We push it into our living room each morning, so he can work in the same room where I am teaching Hunter. I put activities on the cart that he can do on his own (after I show him how) and that are things he can do quietly so that he's not a distraction. (That's the goal anyway - it doesn't always work!)
Here are some things he's worked on this month:
He's really into rainbows and the Noah's ark story. So I printed out a rainbow and he matched little plastic bears onto the correct color. (He added the "Lilly-colored bears" for decoration.)
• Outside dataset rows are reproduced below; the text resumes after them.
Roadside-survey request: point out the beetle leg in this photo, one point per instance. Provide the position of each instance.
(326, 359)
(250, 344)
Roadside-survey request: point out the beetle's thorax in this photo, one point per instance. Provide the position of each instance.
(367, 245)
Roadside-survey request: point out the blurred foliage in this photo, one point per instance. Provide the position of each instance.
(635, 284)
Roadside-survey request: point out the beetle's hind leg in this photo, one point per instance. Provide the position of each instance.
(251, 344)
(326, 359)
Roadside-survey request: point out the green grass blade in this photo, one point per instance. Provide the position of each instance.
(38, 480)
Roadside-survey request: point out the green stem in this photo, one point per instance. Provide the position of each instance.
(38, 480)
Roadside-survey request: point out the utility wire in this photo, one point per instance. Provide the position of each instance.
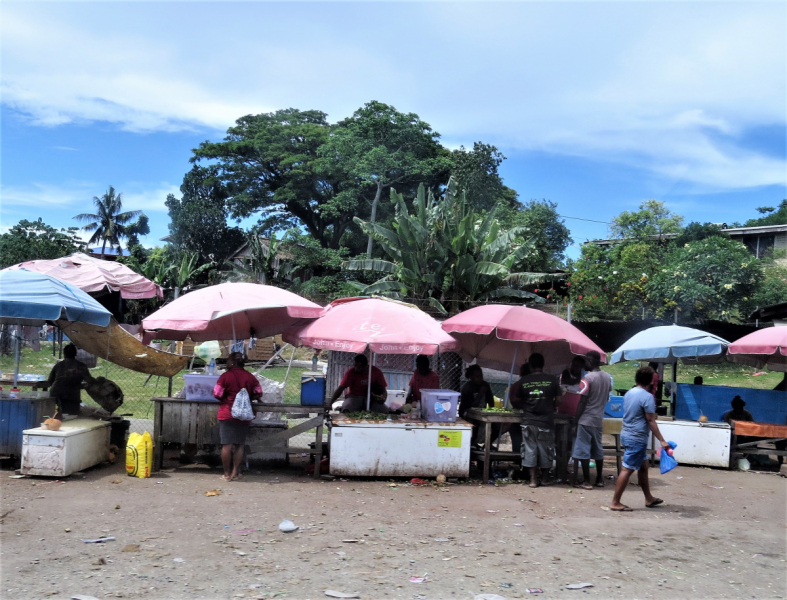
(581, 219)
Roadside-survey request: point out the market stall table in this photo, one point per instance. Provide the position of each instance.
(754, 434)
(563, 428)
(78, 444)
(19, 414)
(399, 447)
(182, 421)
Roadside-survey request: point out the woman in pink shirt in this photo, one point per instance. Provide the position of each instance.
(233, 432)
We're working on numbers now. Solomon can count to 10 and do several number chants (thanks to listening in on Hunter's lessons). So I decided he was ready to start learning what the numbers looked like. He talks a lot about Thomas the train being number 1. So that gave me the idea of making Thomas the train cards and having him match the correct number to each card. Many of the trains in Thomas have a number. So I had Hunter tell me the trains that had numbers 1-10. I then went to Google Images, copied train pictures, made number cards, then printed everything out.
After he was done, Solomon got out his Thomas the train engines and matched them too.
After a couple days, I gave Solomon some magnetic numbers I had, and he matched those.
I came across some "highway numbers" online and printed them onto cardstock. (See here.) Solomon drives his cars through the numbers. I give him a new number every few days, and we keep reviewing what he has.
We're having fun with Nursery Rhymes too. I put our wooden nursery rhyme blocks on a tray along with Richard Scarry's Best Mother Goose Ever book. Solomon likes to look at the book and match the blocks to the correct pages. And of course build with them too.
When Tabby was about Hunter's age, she really enjoyed the book and CD set Can You Hear It? I recently began introducing songs from this to Hunter and Solomon. We listen to a new one each week. The CD has a number of great works of music on it and the accompanying book has a picture for each and things to listen for. We like to act the songs out when we listen.
For picture study, we are studying Leonardo da Vinci. I am using Simply Charlotte Mason's picture portfolio for da Vinci. I made Solomon his own set of cards of the da Vinci prints we are studying. I printed 2 sets so he could match them. I also gave him a book on da Vinci that we have.
|Whew! Gotta wiggle around after all that!|
One more activity, that had to be done in the kitchen, that Solomon really liked was when I filled a bowl with some water, put in some little plastic bears, and handed him some little sugar tongs. He had to "catch" the bear and lift it out with the tongs, and then drop it into an ice tray. This proved to be tricky! He worked at it for awhile then when he was tired, he finished up by using a spoon to scoop out the bears. This was a nice long project for him that allowed me to get several kitchen chores done while he was working. ;)
Solomon enjoys taking structured activities, such as the above, then adding his own twists to them. This is important. Good for his brain! He also really enjoys helping me do various chores and helping care for the animals. He and Hunter play outside some of each afternoon too. Also important - on many levels!
Play is important for kids. (Though too much play can lead to trouble. Parents of multiple kids probably know what I mean!) Here is an article I read recently, that I found interesting: "The Decline of Play in Preschoolers - and the Rise of Sensory Issues."
Well this post is long enough. I hope I've been able to give you some ideas to do things with your little ones, if you're in a similar place in life as I am.